Consternação: Corpos de Daniel Pereira e Salvino “Tinga” são liberados pelo IML

A tranquilidade de uma tarde comum no interior da Bahia foi interrompida por uma notícia que rapidamente se espalhou entre moradores, familiares e amigos, deixando um rastro de tristeza e reflexão.
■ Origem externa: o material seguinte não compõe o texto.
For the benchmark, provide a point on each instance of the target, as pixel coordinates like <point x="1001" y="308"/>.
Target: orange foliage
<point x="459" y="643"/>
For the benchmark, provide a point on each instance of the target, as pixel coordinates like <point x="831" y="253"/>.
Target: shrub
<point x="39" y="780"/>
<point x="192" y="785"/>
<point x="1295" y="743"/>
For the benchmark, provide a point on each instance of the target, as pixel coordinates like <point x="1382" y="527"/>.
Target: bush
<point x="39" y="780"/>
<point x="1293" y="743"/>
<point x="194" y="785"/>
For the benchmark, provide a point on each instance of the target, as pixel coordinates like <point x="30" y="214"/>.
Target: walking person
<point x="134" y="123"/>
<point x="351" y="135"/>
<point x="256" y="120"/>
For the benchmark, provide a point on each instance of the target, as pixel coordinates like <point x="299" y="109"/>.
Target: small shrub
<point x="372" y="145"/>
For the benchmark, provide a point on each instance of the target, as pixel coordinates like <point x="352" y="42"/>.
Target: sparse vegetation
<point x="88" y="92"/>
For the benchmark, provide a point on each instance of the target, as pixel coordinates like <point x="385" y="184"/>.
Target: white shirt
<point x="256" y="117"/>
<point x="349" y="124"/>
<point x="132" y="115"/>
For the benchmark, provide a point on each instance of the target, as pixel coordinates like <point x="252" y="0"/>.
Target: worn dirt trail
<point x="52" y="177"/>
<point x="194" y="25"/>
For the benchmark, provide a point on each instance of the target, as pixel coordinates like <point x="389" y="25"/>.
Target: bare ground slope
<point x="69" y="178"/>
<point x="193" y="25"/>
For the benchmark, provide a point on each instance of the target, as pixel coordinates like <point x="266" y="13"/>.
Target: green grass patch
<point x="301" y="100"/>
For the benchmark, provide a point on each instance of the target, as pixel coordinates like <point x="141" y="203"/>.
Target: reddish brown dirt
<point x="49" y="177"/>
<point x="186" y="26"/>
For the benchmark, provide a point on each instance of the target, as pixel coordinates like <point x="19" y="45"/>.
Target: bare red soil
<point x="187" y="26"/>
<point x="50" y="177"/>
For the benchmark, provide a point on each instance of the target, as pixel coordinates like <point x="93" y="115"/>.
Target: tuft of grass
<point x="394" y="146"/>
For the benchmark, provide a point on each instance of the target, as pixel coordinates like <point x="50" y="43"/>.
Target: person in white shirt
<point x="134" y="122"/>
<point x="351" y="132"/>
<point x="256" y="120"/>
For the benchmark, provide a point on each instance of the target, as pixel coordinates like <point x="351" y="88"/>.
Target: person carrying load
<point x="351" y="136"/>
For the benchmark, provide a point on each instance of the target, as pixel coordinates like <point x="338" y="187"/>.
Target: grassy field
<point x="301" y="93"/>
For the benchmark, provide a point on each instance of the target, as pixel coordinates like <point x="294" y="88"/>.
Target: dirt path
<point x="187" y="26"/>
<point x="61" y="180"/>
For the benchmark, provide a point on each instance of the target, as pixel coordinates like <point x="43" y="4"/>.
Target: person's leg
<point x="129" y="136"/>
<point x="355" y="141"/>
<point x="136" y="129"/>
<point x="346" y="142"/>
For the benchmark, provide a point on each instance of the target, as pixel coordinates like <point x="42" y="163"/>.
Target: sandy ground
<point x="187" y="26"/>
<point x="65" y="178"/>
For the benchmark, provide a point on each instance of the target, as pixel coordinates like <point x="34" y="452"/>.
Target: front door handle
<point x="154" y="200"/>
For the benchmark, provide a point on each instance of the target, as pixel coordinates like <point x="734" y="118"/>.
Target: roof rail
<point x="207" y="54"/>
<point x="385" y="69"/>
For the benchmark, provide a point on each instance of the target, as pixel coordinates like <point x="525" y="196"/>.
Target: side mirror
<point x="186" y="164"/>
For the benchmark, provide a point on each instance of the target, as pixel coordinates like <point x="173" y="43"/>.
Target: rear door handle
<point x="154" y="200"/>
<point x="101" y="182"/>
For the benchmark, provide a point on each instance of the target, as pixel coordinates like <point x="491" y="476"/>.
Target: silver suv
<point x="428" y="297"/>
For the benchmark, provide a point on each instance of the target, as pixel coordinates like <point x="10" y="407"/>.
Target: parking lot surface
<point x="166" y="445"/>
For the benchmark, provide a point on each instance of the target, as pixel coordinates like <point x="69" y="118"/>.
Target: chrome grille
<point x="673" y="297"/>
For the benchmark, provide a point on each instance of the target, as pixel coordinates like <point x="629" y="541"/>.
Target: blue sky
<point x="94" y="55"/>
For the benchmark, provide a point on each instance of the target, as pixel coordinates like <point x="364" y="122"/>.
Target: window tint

A cidade de Cândido Sales amanheceu sob o peso do luto após a confirmação da liberação, pelo Instituto Médico Legal de Vitória da Conquista, dos corpos de Daniel Pereira, de 26 anos, e Salvino Nascimento, conhecido carinhosamente como “Tinga”, de 56 anos.

O que deveria ser apenas mais uma pescaria entre amigos acabou se transformando em um episódio profundamente doloroso para a comunidade local. A lagoa da zona rural, cenário comum de encontros simples, conversas e momentos de descanso, tornou-se palco de uma tragédia que interrompeu duas histórias de vida que seguiam seus caminhos.

Segundo relatos de moradores próximos, momentos de tensão tomaram conta do local quando gritos de socorro foram ouvidos vindos da água. Vizinhos e pessoas da região se mobilizaram rapidamente, movidos pela urgência e pela esperança de conseguir salvar os dois homens. Foi uma corrida contra o tempo marcada pela solidariedade e pelo instinto humano de ajudar.

Infelizmente, a rapidez com que tudo aconteceu não permitiu que o desfecho fosse diferente. A tentativa de resgate mobilizou moradores e causou forte comoção, refletindo o vínculo comunitário típico das cidades do interior, onde todos se conhecem e compartilham a vida cotidiana.

A perda deixou marcas profundas nas famílias. Daniel Pereira era pai de uma criança pequena, enquanto Salvino “Tinga” deixa três filhos e uma trajetória respeitada entre os moradores da região. Para muitos, ele era mais que um conhecido — era uma presença constante nas rodas de conversa, nas histórias locais e nas relações de amizade que caracterizam a vida comunitária.

Após o resgate, os corpos foram encaminhados ao Instituto Médico Legal de Vitória da Conquista, onde passaram pelos procedimentos necessários antes de serem liberados nas primeiras horas desta quinta-feira (12). Até o momento, familiares ainda organizam os detalhes das cerimônias de despedida.

Enquanto isso, o sentimento predominante em Cândido Sales é de silêncio e solidariedade. Nas conversas entre vizinhos, nas portas das casas e nas mensagens trocadas entre moradores, permanece a lembrança de duas vidas que faziam parte do cotidiano da cidade.

Tragédias como essa lembram o quanto a vida pode ser frágil e imprevisível. E, diante da dor, resta à comunidade aquilo que sempre sustentou as pequenas cidades: união, memória e apoio mútuo.